O projeto já cumpriu mais de uma década de existência, as histórias dos formados são inúmeras e emocionantes, por exemplo, os Garífunas, grupo de descendência africana que assimilou grande parte dos costumes dos ameríndios e vivem hoje em sua maioria nas costas de Honduras, que em suas parcas vidas não tinham visto médico algum, agora vêem seus próprios filhos graduando-se em Cuba e voltando para atendê-los, transbordados de alegria e emoção pela novidade, não vacilam em afirmar que a ELAM é o “projeto mais bonito do século” e retribuindo o carinho, assim a batizaram.
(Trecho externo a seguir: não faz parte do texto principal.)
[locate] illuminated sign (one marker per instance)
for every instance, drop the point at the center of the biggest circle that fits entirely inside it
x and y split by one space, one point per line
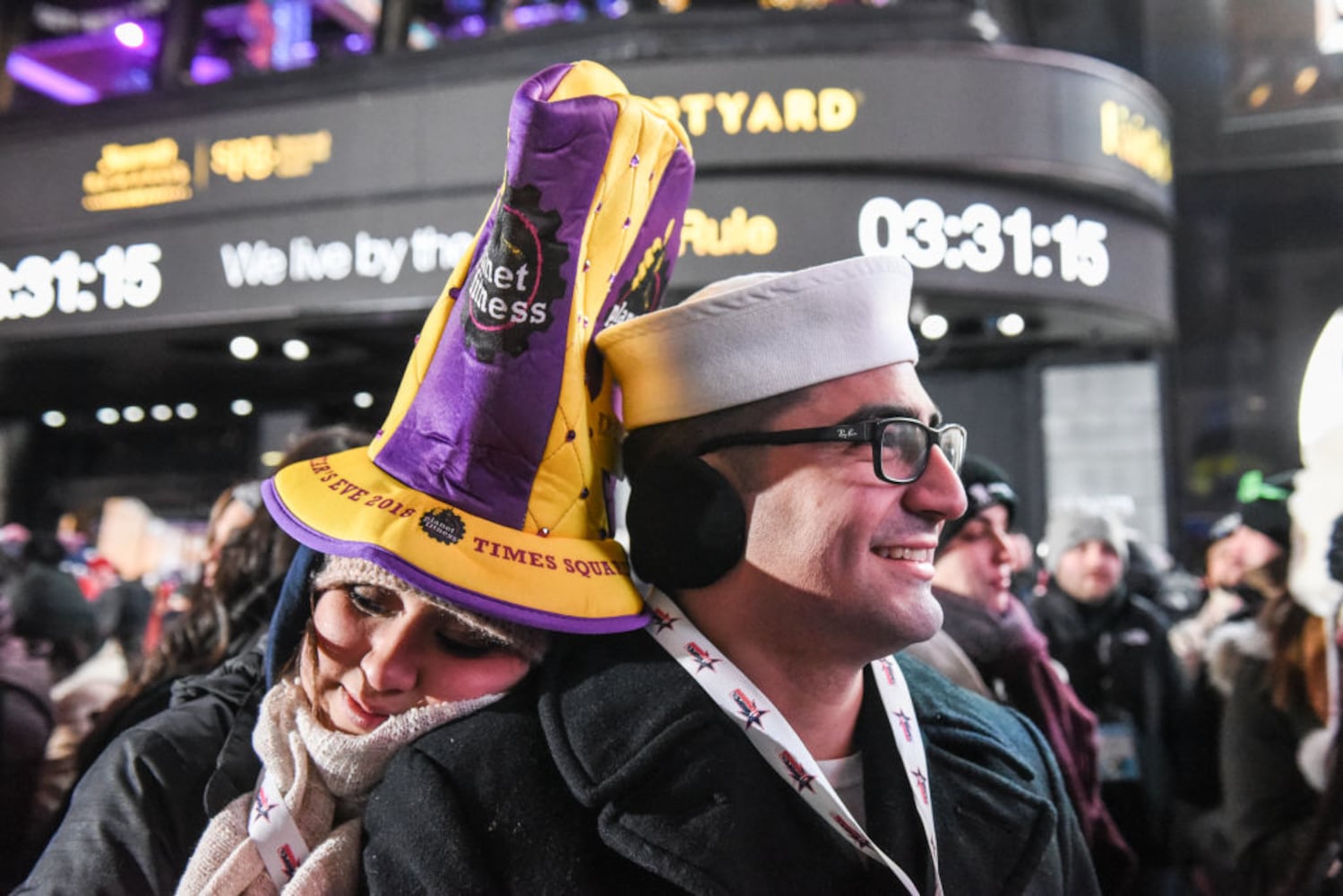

 Marcus Dutra Zuanazzi, brasileiro, médico formado na Escola Latino Americana de Medicina.


(¹) http://es.wikipedia.org/wiki/Temporada_de_huracanes_en_el_Atl%C3%A1ntico_de_1998#Hurac.C3.A1n_Georges
(²) National Climatic Data Center (2004). Mitch: The Deadliest Atlantic Hurricane Since. Consultado em 2006-04-25. (http://lwf.ncdc.noaa.gov/oa/reports/mitch/mitch.html)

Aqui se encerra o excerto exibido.